In these discussions it seems to me that people are really talking about totally different things without realizing it. Some are talking about why God did a certain thing, others about what really happened versus what parts of the story were changed since, and still others about why religions make this stuff up, i.e. how these stories benefit the religion. This last group can be positive like Joseph Campbell or negative like, well, like me.
I see religion as an entirely human method of controlling people. From this perspective, all the clothes, holy books, tenets, rituals and other aspects of religion are strands of a web that accomplishes nothing more than cocooning the victim’s mind in a soft, but phony, pseudo-reality that hands over her or his political authority to the religion and its ministers. It is so effective at this that its very effectiveness is more than sufficient to explain the entire activity outright. History is still waiting for a GOOD reason to believe it, and has been for a long time.
fecal_nugget’s original allegation seems clear but leaves murky the core of his/her argument. Is he/she saying:
- God exists, and is a prick, and that’s disturbing.
- God exists, but this story is false, because that would make God a prick, and I don’t believe that about him.
- God may not exist, this story (and possibly the rest of the bible) is false, because it would make God a prick.

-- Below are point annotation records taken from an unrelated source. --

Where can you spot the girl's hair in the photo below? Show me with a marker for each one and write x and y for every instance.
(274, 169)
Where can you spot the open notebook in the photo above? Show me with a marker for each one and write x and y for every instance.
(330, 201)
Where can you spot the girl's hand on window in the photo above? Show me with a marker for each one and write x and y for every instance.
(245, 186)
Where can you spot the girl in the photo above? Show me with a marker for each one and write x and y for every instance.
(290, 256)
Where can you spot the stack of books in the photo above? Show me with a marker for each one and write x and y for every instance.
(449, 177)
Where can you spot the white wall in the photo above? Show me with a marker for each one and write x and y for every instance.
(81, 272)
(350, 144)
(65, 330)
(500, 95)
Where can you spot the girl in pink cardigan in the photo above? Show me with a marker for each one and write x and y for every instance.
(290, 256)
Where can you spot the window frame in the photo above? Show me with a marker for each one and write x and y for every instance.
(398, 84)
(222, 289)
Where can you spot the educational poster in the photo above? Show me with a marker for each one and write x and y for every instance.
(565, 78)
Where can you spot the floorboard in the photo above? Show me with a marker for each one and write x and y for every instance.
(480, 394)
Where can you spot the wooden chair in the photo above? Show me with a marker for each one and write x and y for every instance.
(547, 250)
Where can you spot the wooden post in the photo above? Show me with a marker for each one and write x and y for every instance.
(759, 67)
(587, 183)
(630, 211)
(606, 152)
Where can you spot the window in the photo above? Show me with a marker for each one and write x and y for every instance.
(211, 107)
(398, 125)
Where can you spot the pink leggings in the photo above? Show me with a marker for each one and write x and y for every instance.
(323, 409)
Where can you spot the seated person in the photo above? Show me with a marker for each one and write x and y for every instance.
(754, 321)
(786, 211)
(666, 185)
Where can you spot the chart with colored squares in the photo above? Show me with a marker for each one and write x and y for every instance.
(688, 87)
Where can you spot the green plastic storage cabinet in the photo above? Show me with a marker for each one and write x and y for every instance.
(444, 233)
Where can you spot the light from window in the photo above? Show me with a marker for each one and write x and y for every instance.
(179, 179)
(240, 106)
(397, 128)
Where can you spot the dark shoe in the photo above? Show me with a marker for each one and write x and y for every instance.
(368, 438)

…or some other interpretation?
Personally I believe option 3, Nonsensical Biblical Story Helps Discredit Entire Religion, but that’s just me.
Anyway, this confusion covers up fecal_nugget’s thesis, which I summarize this way. When God told them not to eat of the tree of knowledge, wasn’t that a moral injunction? If good and bad are defined as what God says to do and not to do, then Adam and Eve were already under a moral injunction when they supposedly didn’t have the moral sense.
The Christian religion claims that morality is simply the difference between obeying God and not obeying God. To disobey God has the exact same meaning as “to sin” according to this view. But Adam ate the apple when he had no knowledge of sin, yet God still punished him as though he had. This is indeed an error on God’s part, if God is just. So God is either not just or makes mistakes. QED, God is not perfect, and Judeo-Christianity dissolves in the dust of Yet-Another-Absurdity. Well done, fecal_nugget.
Of course, what it really proves is that the real author of the bible didn’t notice that he was assuming a prior moral sense to the one given by God through the tree of knowledge. It reveals the author as human.
And Alessan, He may be subtle, but He still punished two people for an act committed when they had no moral sense. Whether he knew all along that that would happen is irrelevant. It still proves that the God of Genesis cannot be perfect as advertised, and so cannot exist as stated.